Giordano punta l’indice contro «l’inefficienza di un sistema che uccide le persone lasciate nella mani di una rete di assistenza inesistente sul territorio». Per i suoi familiari (la mamma Vincenza aveva 79 anni)la macchina degli interventi si è mossa in modo confuso e tra ritardi. «Per venti giorni i miei non sono stati mai visitati dal medico di famiglia e senza una diagnosi certa», dice, «quando la situazione era ormai divenuta insostenibile per far arrivare un’ambulanza ho dovuto smuovere le montagne. Purtroppo inutilmente perché mia madre è morta poche ore dopo».
Tra angoscia, senso di impotenza e rabbia. Il calvario è cominciato qualche giorno dopo che il padre ha fatto il vaccino contro la polmonite a Casalena. «È insorta la febbre che andava e veniva», racconta, «mio padre si sentiva spossato, debole. Anche mia madre, che non aveva fatto il vaccino, aveva la febbre e una lieve bronchite. Si sentiva sempre stanca. I miei vivevano da soli, stavano bene pur con gli acciacchi dell’età. Ho chiesto loro se erano stati visitati dal medico di base ma mi hanno detto che lo avevano sentito al telefono e che non poteva venire perché era impegnata. Senza far fare tampone o altro test diagnostico». Così comincia la via crucis dei numeri da chiamare. «Ho cominciato a chiamare prima la guardia medica e poi il 118 per chiedere cosa fare e sono stato rimbalzato fra medico di famiglia e Usca, e questi, a loro volta, si rimbalzavano il compito fra di loro.
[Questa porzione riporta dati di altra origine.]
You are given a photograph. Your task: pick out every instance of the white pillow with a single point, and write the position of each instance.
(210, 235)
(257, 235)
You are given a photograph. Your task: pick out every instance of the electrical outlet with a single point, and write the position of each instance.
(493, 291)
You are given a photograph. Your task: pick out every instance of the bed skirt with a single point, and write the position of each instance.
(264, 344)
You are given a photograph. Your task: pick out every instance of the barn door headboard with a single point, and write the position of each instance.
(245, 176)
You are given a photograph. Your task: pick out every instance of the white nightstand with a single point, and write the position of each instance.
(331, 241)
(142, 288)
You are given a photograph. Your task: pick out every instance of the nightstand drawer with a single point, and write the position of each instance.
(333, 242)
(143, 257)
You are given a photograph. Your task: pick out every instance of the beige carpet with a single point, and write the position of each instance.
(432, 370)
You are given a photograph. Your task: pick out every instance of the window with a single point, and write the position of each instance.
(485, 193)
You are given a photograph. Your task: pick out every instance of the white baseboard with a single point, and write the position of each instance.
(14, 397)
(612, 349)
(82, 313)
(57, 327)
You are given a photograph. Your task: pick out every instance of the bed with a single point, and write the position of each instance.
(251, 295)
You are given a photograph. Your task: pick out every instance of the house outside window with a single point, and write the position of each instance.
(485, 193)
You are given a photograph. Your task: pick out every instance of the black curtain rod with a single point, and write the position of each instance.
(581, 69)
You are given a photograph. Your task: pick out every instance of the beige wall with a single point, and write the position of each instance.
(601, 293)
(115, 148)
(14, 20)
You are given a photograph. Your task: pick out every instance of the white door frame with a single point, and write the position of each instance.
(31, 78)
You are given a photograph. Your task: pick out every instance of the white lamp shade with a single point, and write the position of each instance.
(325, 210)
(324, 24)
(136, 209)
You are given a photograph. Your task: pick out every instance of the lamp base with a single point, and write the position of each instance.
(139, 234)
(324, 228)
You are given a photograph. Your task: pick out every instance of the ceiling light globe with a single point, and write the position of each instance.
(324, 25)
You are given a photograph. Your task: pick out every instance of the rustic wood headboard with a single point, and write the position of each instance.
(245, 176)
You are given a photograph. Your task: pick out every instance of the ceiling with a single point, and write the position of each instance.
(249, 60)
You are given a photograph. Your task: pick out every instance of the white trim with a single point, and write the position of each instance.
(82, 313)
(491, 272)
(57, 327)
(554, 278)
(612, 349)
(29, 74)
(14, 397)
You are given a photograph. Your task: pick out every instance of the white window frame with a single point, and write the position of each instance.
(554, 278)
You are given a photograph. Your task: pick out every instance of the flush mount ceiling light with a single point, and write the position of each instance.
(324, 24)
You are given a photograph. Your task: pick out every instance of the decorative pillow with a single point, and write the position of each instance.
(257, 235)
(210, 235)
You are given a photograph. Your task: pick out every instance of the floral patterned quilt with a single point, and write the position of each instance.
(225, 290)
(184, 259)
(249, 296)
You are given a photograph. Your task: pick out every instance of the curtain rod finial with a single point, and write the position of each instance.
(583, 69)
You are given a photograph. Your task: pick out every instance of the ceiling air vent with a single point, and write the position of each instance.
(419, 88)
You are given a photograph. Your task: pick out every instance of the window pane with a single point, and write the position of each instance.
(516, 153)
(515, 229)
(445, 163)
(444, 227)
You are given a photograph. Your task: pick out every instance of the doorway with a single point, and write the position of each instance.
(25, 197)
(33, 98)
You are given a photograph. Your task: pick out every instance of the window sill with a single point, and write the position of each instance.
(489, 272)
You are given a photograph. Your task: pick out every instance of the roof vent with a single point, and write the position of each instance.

Tante telefonate ed ognuno diceva che non era compito proprio ma di qualcun altro. Mi hanno rimbalzato da una parte all’altra. Ho chiamato anche i carabinieri ed anche loro mi hanno detto che non era compito loro. Io non immaginavo che i miei avessero il Covid, chiedevo solo come poter fare a farli visitare visto che stavano male e nessuno li aveva mai visti. Volevo solo un medico che li visitasse. Alla fine il 118 mi manda un’ambulanza e i volontari della Croce rossa (che ringrazio) portano via mio padre. Dopo qualche ora mi comunicano che aveva il Covid. Ma mia madre era stata lasciata a casa e continuava a stare male. Nella disperazione più totale ho seguito il consiglio di un amico che mi ha detto di comprare un saturimetro per misurare il livello di ossigenazione. Fino ad allora non sapevo nemmeno cosa fosse un saturimetro, ma l’ho fatto e per questo consiglio non smetterò mai di ringraziare l’amico. Ho provato per la prima volta il saturimetro su mia madre. Aveva 77 di ossigenazione ed ho chiamato il 118 a cui ho inviato la foto fatta con l’apparecchio. Questa volta sono venuti subito e anche mia madre è stata portata in ospedale dove hanno accertato anche per lei il Covid. Mia madre è poi morta il giorno dopo nel reparto di pneumologia».
L’avvocato ora è casa ed spetta da giovedì 5 novembre l’intervento dell’Usca per il tampone «Per giorni sono stato immerso nel Covid senza saperlo», dice, «rischiando anche di diventare un pericolo visto che ho preso parte anche un processo (è parte civile in quello dell’acqua sul Gran Sasso (ndr) e sono stato a stretto contatto con avvocati, procuratori della repubblica e altri magistrati. Una negligenza, quella di un sistema che in realtà dovrebbe fare da protezione, che fa solo aumentare il numero dei contagiati. Io capisco tutto, capisco l’emergenza, ma proprio perché siamo in emergenza tutti dobbiamo fare la nostra parte. Noi cittadini, i medici di base, l’assistenza sul territorio. In uno stato di emergenza nessuno deve pensare al si salvi chi può ma ognuno di noi è chiamato a svolgere il proprio compito».